6. Nasehat meliputi urusan agama dan akhirat, yakni menjalankan aturan yang telah ditetapkan oleh Allah dan diajarkan oleh Rasulnya serta meninggalkan apa yang dilarangnya.

7. Menasehati secara rahasia, hal ini pernah dilakukan oleh Nabi Muhammad SAW ketika pertama kali berdakwah, agar tidak menimbulkan hal-hal yang menghambat perjuangan dakwah (Memberi nasehat) selanjutnya.

8. Seorang pemberi nasehat wajib bersabar bila orang itu tidak bersedia menerima nasihatnya. Sebagaimana Firman Allah SWT, dalam QS. Al 'Ashr: 3 : “Kecuali orang-orang yang beriman dan mengerjakan amal saleh dan nasehat menasehati supaya mentaati kebenaran dan nasehat menasehati supaya menetapi kesabaran”.

Syekh al-Mishri, mengingatkan bahwa nasehat yang paling utama adalah nasehat untuk diri sendiri. Mereka yang menipu dirinya sendiri, tidak bisa diharapkan dapat menasehati orang lain. Allah SWT mencela orang-orang yang memerintahkan kebaikan kepada orang lain, namun dia sendiri tidak melaksanakannya. Firman Allah: Wahai orang-orang yang beriman, kenapakah kamu mengatakan sesuatu yang tidak kamu kerjakan? Amat besar kebencian di sisi Allah bahwa kamu mengatakan apa-apa yang tidak kamu kerjakan. (QS. Ash Shaff [61] : 2-3).

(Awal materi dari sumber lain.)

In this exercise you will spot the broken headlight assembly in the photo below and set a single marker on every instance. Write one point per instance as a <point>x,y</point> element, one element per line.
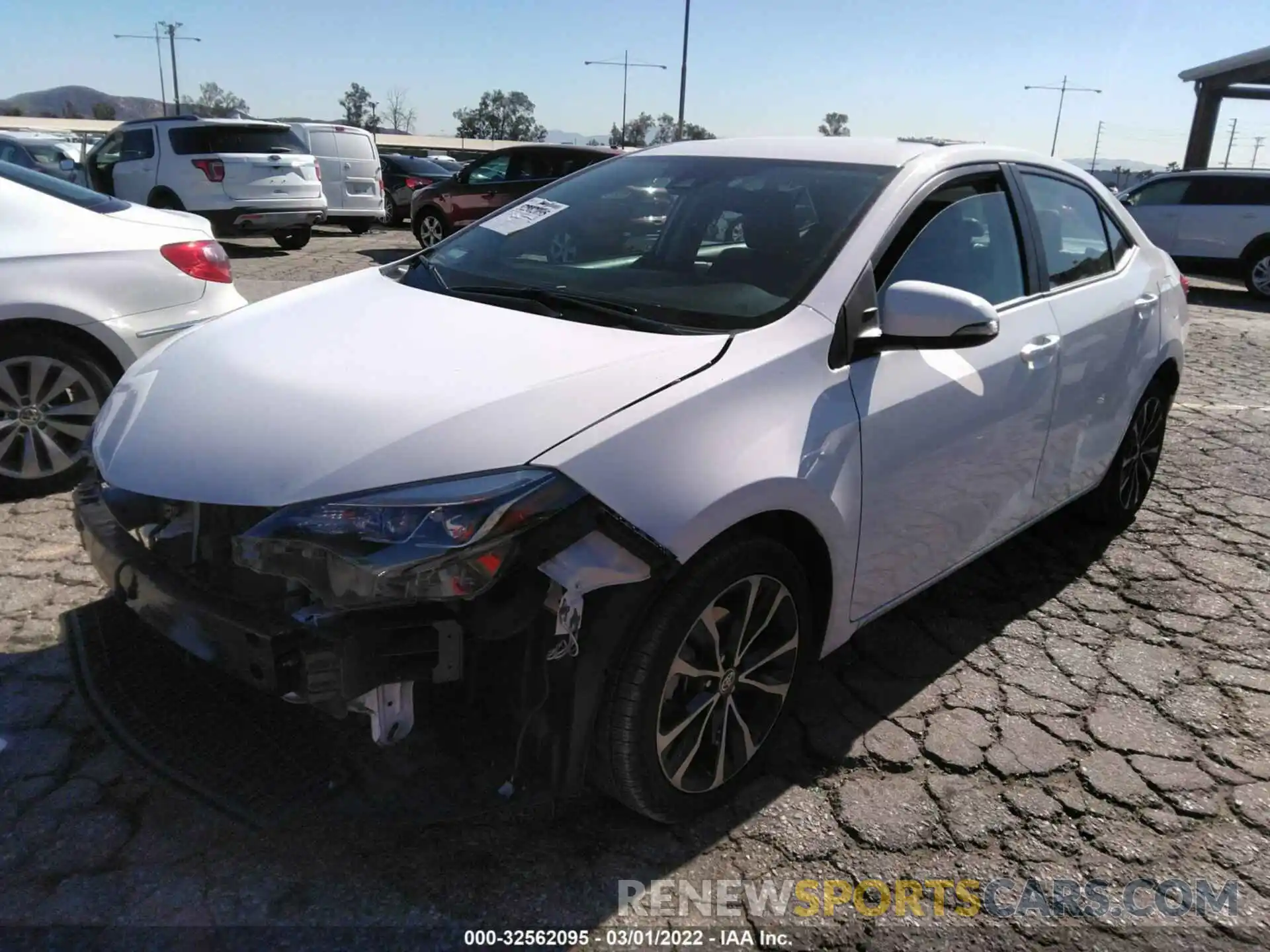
<point>429,541</point>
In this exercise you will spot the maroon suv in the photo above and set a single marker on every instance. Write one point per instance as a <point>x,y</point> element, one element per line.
<point>491,182</point>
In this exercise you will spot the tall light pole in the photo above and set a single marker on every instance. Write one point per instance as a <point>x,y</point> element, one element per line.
<point>163,88</point>
<point>626,67</point>
<point>683,70</point>
<point>171,30</point>
<point>1062,95</point>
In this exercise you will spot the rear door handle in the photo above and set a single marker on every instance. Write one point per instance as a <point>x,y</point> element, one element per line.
<point>1040,346</point>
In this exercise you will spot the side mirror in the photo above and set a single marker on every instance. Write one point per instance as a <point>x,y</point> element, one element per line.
<point>922,314</point>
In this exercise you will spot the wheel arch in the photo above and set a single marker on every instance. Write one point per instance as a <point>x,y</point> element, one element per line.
<point>113,356</point>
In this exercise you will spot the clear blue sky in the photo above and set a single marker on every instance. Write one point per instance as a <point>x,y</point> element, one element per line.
<point>917,67</point>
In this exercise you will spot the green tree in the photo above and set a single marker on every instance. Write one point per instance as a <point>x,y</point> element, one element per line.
<point>215,102</point>
<point>835,125</point>
<point>636,132</point>
<point>355,104</point>
<point>501,116</point>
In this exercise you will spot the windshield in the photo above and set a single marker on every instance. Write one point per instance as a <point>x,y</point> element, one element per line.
<point>698,241</point>
<point>62,188</point>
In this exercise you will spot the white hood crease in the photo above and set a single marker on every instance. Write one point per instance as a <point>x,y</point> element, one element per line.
<point>361,382</point>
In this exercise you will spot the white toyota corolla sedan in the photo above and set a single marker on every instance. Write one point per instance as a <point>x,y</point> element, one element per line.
<point>87,285</point>
<point>671,473</point>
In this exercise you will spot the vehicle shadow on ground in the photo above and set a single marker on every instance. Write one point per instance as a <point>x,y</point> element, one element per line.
<point>511,871</point>
<point>1227,298</point>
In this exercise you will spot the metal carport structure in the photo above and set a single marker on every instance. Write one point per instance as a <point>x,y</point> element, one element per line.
<point>1244,77</point>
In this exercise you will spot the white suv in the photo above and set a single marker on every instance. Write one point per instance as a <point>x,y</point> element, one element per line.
<point>244,177</point>
<point>1213,222</point>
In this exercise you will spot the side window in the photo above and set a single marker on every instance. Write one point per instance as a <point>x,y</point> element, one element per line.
<point>491,171</point>
<point>138,145</point>
<point>1071,229</point>
<point>323,143</point>
<point>1167,192</point>
<point>963,237</point>
<point>1119,241</point>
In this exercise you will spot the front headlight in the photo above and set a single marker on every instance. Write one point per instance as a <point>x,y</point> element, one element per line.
<point>426,541</point>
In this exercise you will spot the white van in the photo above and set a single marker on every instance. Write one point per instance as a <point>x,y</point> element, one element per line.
<point>351,175</point>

Nasehatyang disampaikan dengan tulus, dapat berpengaruh besar terhadap diri seseorang dan mendorongnya untuk melaksanakan nasehat yang diterimanya. Pada akhirnya nasehat atau wasiat akan menjadi bagian taqwa, mengingat kebenaran dan berfikir.

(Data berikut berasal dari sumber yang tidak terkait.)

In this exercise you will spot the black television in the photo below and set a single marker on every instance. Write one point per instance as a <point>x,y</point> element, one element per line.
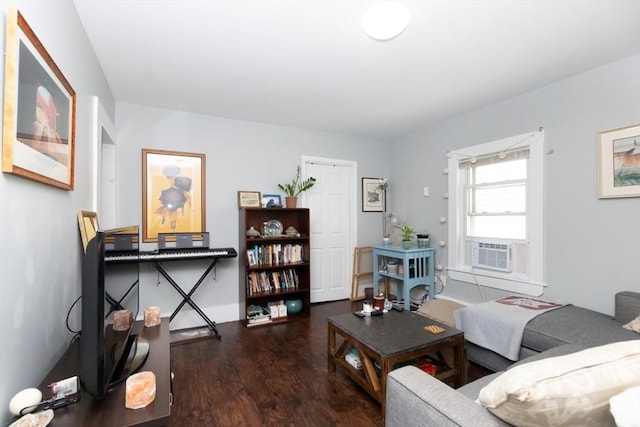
<point>108,357</point>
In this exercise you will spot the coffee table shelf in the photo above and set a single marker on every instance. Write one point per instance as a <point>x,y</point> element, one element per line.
<point>391,339</point>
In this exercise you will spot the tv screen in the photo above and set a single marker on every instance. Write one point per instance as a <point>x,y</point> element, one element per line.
<point>106,353</point>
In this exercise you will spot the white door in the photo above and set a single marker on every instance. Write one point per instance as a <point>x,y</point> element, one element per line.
<point>332,204</point>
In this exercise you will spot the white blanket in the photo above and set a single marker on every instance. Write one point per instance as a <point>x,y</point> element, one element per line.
<point>499,324</point>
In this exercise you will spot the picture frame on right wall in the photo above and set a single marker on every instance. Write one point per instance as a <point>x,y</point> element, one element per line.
<point>618,155</point>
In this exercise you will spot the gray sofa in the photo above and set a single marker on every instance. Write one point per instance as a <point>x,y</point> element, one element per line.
<point>417,399</point>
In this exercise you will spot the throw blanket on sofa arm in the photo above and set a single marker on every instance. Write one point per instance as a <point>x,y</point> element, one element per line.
<point>498,325</point>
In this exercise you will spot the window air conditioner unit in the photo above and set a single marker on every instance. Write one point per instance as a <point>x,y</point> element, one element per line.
<point>491,255</point>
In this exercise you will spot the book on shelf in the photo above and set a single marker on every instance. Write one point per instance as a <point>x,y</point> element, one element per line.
<point>256,315</point>
<point>264,282</point>
<point>275,254</point>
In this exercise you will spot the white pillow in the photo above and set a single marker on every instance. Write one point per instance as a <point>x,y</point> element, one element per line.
<point>568,390</point>
<point>625,409</point>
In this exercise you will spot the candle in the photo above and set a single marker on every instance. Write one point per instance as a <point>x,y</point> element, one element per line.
<point>122,320</point>
<point>151,316</point>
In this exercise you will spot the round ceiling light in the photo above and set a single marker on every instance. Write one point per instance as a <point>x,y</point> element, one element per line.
<point>386,20</point>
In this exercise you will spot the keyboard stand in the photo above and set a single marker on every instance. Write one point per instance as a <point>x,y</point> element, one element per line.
<point>157,258</point>
<point>186,297</point>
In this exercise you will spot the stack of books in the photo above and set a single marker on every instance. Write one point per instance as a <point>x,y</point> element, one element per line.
<point>256,315</point>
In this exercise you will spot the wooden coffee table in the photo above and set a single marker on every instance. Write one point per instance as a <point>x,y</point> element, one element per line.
<point>391,339</point>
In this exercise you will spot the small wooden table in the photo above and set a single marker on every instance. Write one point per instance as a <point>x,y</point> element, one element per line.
<point>110,410</point>
<point>390,339</point>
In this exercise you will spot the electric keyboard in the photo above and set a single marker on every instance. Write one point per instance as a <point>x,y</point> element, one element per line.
<point>169,255</point>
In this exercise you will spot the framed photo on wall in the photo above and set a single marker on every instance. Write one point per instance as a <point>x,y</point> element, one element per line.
<point>173,193</point>
<point>39,110</point>
<point>619,162</point>
<point>271,201</point>
<point>249,199</point>
<point>373,195</point>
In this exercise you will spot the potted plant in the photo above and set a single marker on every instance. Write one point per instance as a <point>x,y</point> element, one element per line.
<point>295,187</point>
<point>407,234</point>
<point>423,239</point>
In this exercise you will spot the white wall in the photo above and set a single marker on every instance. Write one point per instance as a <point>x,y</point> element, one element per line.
<point>592,246</point>
<point>39,242</point>
<point>239,156</point>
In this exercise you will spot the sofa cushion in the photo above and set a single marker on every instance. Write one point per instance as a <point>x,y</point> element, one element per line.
<point>472,389</point>
<point>627,306</point>
<point>573,325</point>
<point>624,407</point>
<point>566,390</point>
<point>633,325</point>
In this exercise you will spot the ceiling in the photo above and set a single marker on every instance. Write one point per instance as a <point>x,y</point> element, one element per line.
<point>308,64</point>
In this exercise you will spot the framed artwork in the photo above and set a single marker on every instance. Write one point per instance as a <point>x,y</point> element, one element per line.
<point>271,201</point>
<point>619,162</point>
<point>373,195</point>
<point>173,193</point>
<point>39,110</point>
<point>249,199</point>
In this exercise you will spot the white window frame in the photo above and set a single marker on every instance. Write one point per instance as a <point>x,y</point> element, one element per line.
<point>530,282</point>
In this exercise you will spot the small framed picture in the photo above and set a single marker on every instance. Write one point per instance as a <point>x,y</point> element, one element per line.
<point>249,199</point>
<point>619,162</point>
<point>271,201</point>
<point>373,195</point>
<point>251,258</point>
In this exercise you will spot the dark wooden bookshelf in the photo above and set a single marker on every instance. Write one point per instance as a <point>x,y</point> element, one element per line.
<point>249,295</point>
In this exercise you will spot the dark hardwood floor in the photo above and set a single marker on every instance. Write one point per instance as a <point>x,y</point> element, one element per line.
<point>269,376</point>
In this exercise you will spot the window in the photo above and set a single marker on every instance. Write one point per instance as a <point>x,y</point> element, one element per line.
<point>495,197</point>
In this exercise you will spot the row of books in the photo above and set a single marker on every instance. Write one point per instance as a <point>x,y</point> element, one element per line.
<point>256,315</point>
<point>271,281</point>
<point>275,254</point>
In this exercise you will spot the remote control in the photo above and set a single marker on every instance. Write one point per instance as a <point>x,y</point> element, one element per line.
<point>398,307</point>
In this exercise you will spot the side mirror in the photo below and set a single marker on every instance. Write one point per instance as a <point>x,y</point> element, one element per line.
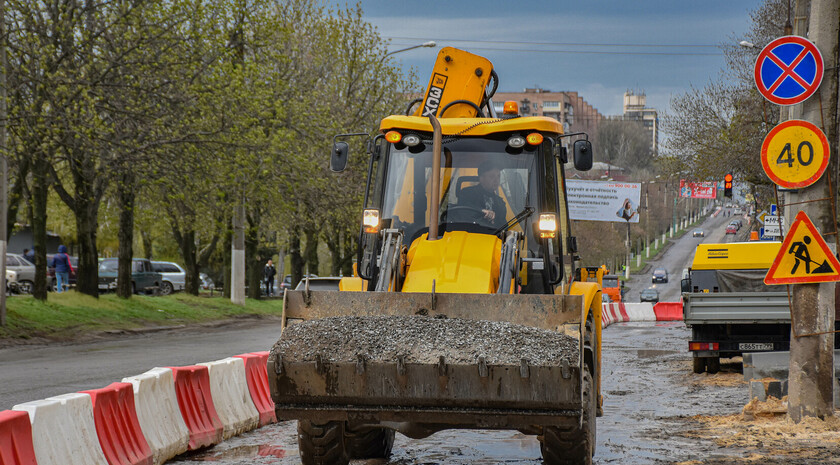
<point>561,153</point>
<point>583,155</point>
<point>338,158</point>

Pahala yang sangat luar biasa di berikan Allah SWT kepada seseorang yang gemar memberikan nasehat (berdakwah) kepada sesamanya, yakni berupa surga di akhirat kelak. Sebagaimana difirmankan Allah dalam QS. Al Ahzab [33]: 71 ’Dan barangsiapa menta’ati Allah dan Rasul-Nya, maka sesungguhnya ia telah mendapat kemenangan yang besar.'’ Dan QS. Ali 'Imran [3]: 185 ‘’Barangsiapa dijauhkan dari neraka dan dimasukkan ke dalam surga maka sungguh ia telah beruntung.'’ (QS. 3:185).

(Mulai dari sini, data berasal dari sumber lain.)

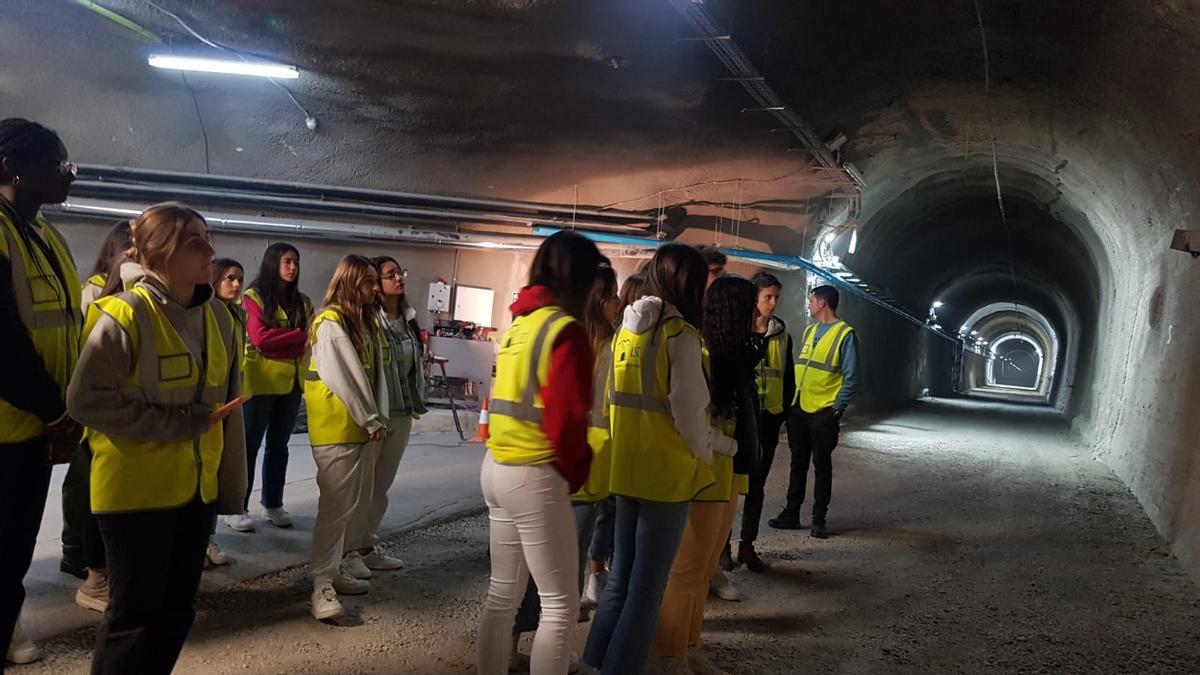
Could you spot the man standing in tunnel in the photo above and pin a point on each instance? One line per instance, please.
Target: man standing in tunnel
(826, 381)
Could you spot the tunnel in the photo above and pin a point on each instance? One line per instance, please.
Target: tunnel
(994, 186)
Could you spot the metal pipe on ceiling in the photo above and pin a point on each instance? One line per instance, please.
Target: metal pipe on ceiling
(151, 193)
(125, 174)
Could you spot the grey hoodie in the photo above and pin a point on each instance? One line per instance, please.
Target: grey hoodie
(688, 387)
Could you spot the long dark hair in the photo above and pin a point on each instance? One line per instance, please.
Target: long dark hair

Tujuan tertinggi dari setiap muslim dalam meniti hidup dan kehidupannya adalah meraih kemenangan besar di akhirat kelak dengan mendapatkan surga Allah yang penuh dengan kenikmatan tiada tara dan terselamatkan dari siksa neraka yang sangat pedih. Kemenangan besar yang sangat ditentukan dengan kadar ketaatan seorang hamba kepada Allah SWT dan rasul-Nya.